So my wife and I have ventured out with Bub on a couple of modest family vacations, visited out-of-state relatives, and had people watch him on anniversaries or birthdays for the evening.
I have gone out of town on my own a couple of times, my wife and Ihave never taken a trip together. And it hadn’t occurred to me until recently that she has yet to spend one night away from our son.
Now she claims it’s not for lack of desire or some overwhelming maternal instinct, but more her position that while breastfeeding, she can never truly be on vacation. Mammary Jail. It wouldn’t be what we wanted, what I had built up in my head anyway, so she might as well be with him, yadda yadda. I, of course, was willing to test that theory. A rare opportunity arose recently, while we were visiting her family in L.A. I immediately began putting together a case for a romantic weekend excursion to San Diego. I spent weeks gathering evidence, interviewing witnesses and stockpiling bottles.
Let’s just say the defense poked several holes in my case, and my plea bargain of one night was quickly countered with one night, her mom and Bub included. Separate (but adjoining) rooms. Take it or leave it. I had to admit it was clever negotiating. That idea had never occurred to me. I of course agreed to these terms, we packed the car, and were off on our next great adventure.
Funny how drastically your notion of a night out changes as new parents; I felt like we did a bunch of stuff, lit the town up, and yet we were asleep in our room by 10:30. But the whole experience was great. We did plenty of exploring while her mom looked after the youngster, and it was much more fun than it initially sounded. I’m aware that people sometimes bring a nanny on vacation with them, and now I understand why—optional responsibility. Part-timing it. Sure beats the daily grind.

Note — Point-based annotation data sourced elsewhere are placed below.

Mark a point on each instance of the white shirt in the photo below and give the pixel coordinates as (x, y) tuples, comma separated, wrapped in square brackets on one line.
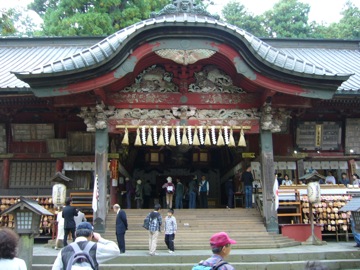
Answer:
[(13, 264), (106, 250)]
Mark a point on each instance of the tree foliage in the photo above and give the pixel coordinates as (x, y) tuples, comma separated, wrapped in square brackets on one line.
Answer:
[(92, 17), (6, 22), (289, 19)]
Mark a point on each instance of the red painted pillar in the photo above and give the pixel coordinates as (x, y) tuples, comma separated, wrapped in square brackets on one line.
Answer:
[(114, 176), (6, 173), (59, 165)]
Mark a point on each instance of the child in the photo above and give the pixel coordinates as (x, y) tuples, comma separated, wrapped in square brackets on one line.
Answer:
[(170, 230)]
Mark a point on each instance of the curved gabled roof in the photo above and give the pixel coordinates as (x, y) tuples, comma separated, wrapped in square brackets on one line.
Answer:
[(102, 52)]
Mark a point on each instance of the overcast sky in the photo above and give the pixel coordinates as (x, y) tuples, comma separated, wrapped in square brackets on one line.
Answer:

To those of you with parents nearby, this happily may not be as relevant. I can’t imagine the luxury of being able to drop him with my parents on a whim because I want to go to a movie or a baseball game or the gym. I’m sure it’s not that simple, but it still looks much greener from this side of the fence.
But you do the best you can, you extemporize, adapt and get creative. You may not get starlit walks and chocolates on your pillow, but you get a tri-generational bonding experience. And that’s definitely the next best thing.